On March 27, 2020, Congress passed and President Trump signed the Coronavirus Aid, Relief and Economic Security Act (the “CARES Act”) a massive $2 trillion stimulus package to stabilize the U.S. economy during the coronavirus pandemic. The CARES Act is poised to provide needed relief to many citizens and struggling businesses.
Forgivable Small Business Interruption Loans.
One key feature of the CARES Act will include $370 billion to provide bank loans to small and midsize businesses to protect against layoffs and continue employee payments known as “Paycheck Protection Loans”. These loans are generally available to businesses with 500 or fewer employees, with some exceptions. The loans will be backed by the Small Business Administration, but is expected to contain less onerous application procedures in order to expedite the issuance of loans. For example, the main underwriting factor will be proof of payroll costs. Treasury Secretary Steven Mnuchin recently stated that he expects the loan process can be completed the same day the application is made. In addition, unlike typical SBA loans, there will be no personal guaranties, no use of assets as collateral, no fees and the interest rates will be capped at 4%.

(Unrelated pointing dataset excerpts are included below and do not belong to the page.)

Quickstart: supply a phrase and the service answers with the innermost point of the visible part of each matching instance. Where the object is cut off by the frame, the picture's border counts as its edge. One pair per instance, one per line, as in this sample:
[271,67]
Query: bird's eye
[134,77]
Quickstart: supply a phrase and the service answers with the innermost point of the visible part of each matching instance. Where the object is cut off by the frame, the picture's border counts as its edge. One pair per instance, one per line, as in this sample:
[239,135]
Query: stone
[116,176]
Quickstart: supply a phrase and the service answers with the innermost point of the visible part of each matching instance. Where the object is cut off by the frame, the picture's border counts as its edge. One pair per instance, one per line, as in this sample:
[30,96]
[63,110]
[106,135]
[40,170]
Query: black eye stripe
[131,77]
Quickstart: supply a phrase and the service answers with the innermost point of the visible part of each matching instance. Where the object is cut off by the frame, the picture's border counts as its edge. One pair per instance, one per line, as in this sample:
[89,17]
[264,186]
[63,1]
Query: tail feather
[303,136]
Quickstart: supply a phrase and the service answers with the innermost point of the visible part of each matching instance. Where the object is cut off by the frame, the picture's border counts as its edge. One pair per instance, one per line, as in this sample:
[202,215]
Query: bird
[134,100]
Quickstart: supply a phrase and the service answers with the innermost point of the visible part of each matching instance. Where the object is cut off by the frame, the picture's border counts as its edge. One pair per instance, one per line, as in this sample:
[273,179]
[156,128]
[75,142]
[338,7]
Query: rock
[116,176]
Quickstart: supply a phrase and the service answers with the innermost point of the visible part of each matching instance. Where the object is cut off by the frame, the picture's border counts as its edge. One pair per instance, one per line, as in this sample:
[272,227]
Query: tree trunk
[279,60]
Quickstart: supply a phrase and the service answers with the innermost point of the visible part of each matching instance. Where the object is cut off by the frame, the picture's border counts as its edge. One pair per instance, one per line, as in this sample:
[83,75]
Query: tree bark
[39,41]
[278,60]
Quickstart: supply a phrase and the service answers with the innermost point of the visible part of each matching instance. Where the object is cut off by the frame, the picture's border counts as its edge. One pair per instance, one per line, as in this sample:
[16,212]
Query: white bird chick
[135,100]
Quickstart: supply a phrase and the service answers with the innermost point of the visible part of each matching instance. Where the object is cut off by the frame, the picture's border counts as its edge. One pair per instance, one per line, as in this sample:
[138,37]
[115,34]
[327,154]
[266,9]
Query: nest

The CARES Act contains loans that may be subject to forgiveness for employers that retain their employees or rehire those that were laid off. Certain expenses such as payroll, rent payment, mortgage interest and utilities expended during an eight-week period from the loan’s origination date may be eligible for forgiveness and would essentially become grants to small businesses. However, loans to cover salaries of over $100,000 a year will not qualify for forgiveness, and businesses must demonstrate that they had not recently laid off employees, or a smaller amount of the loan would be subject to forgiveness. To apply for forgiveness, the employer must submit to the lender an application that includes documentation verifying the number of employees, pay rates, and cancelled checks showing mortgage, rent, or utility payments.
Deferred Payroll Taxes
Some businesses may be eligible to defer payroll taxes so they can continue paying employees. Employers could delay paying payroll taxes for 2020, then pay half in 2021 and the other half in 2022. In order to receive this deferral option, employers must keep their employees employed through the COVID-19 crisis. However, employers would not be eligible for the deferral option if they also receive Paycheck Protection Loans made available by the CARES Act.
The CARES Act will also provide single adults a payment from the government of $1,200; couples would receive $2,400 and parents would get $500 per child on top of their total. However, the benefit is subject to a gradual reduction for anyone making $75,000 or more and no benefit to those earning $99,000 or more. The foregoing thresholds will double for married couples. Persons filing as head of household will get full payment if they earn $112,500 or less.
Qualifying income levels will be based on 2019 federal tax returns, if already filed, and otherwise on 2018 returns.